Le traité du 11 octobre 1777 fixa, enfin, des limites certaines entre les possessions américaines des deux couronnes.

M. de Brossard dit à ce sujet:

«Treize années de travaux importants sur le terrain suffirent à peine pour tracer les limites indiquées par ce traité qui, bien que dit seulement préliminaire, n'a été suivi d'aucun autre et fait loi entre le Brésil et les divers Etats de la Plata.»

Puisque le traité de Saint-Ildefonse fait loi pour ces Etats, il semble que tout sujet de querelle pour revendication de territoires ait définitivement disparu entre les Brésiliens, héritiers des Portugais, et les Républiques latines succédant aux droits des Espagnols.

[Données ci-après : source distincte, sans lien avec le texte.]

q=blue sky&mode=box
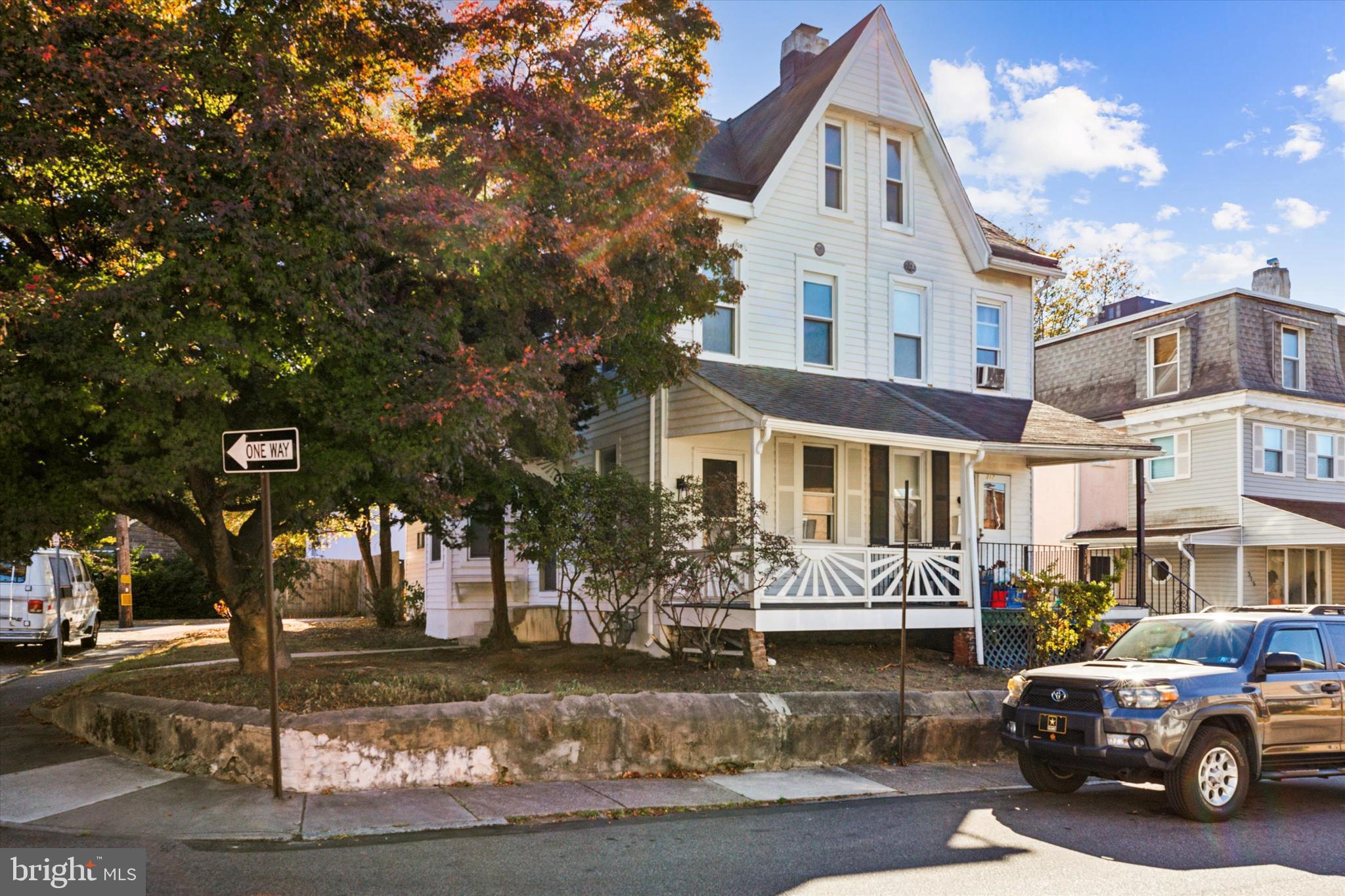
[706,0,1345,308]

Sans doute, il n'y a plus de motifs plausibles de contestation; mais la politique cauteleuse du Brésil n'est pas en peine de faire naître des prétextes pour s'immiscer dans les affaires de ses voisins.

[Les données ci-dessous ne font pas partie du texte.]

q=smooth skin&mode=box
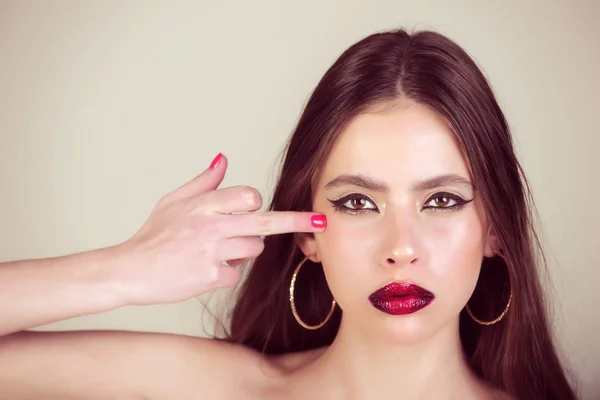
[0,155,325,400]
[0,102,505,400]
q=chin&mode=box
[370,314,436,346]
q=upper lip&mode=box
[369,282,435,301]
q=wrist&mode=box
[87,245,131,309]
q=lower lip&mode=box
[370,295,433,315]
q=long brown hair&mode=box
[227,30,575,400]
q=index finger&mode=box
[223,211,327,237]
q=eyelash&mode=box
[329,193,379,215]
[329,192,473,215]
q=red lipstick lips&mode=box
[369,282,435,315]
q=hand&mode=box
[110,155,326,305]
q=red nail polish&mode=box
[210,153,223,169]
[310,214,327,228]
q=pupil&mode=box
[353,199,366,208]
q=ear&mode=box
[484,224,502,258]
[296,233,321,263]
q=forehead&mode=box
[319,103,470,186]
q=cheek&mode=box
[422,210,484,302]
[316,214,377,307]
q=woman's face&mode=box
[302,102,491,343]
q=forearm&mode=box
[0,248,124,336]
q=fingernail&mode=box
[310,214,327,228]
[210,153,223,169]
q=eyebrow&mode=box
[325,174,475,192]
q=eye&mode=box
[329,193,379,214]
[423,192,473,211]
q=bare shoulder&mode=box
[0,331,277,399]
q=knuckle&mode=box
[250,238,265,256]
[198,218,222,240]
[258,215,275,235]
[241,186,262,207]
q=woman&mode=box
[0,30,575,400]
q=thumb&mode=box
[170,153,227,201]
[215,266,240,288]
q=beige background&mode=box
[0,0,600,399]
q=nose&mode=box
[379,209,418,268]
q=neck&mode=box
[321,320,481,399]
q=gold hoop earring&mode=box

Une interprétation léonine du traité de 1777, par l'empire des noirs, laisse toujours une question de démarcation en suspens entre cet empire et les Etats qui lui sont limitrophes. Cette question est un jour reprise et tranchée, au mépris des droits légitimes du faible, par l'usurpation d'un territoire.

Histoire de s'entretenir la main!

C'est ainsi qu'ont été perfidement annexées au Brésil la province de Chiquitos appartenant à la Bolivie, la vaste province de Vera, sur la rive gauche du Paranà.

Quelquefois même, la diplomatie impériale se sert du traité de Saint-Ildefonse comme d'une arme à deux tranchants.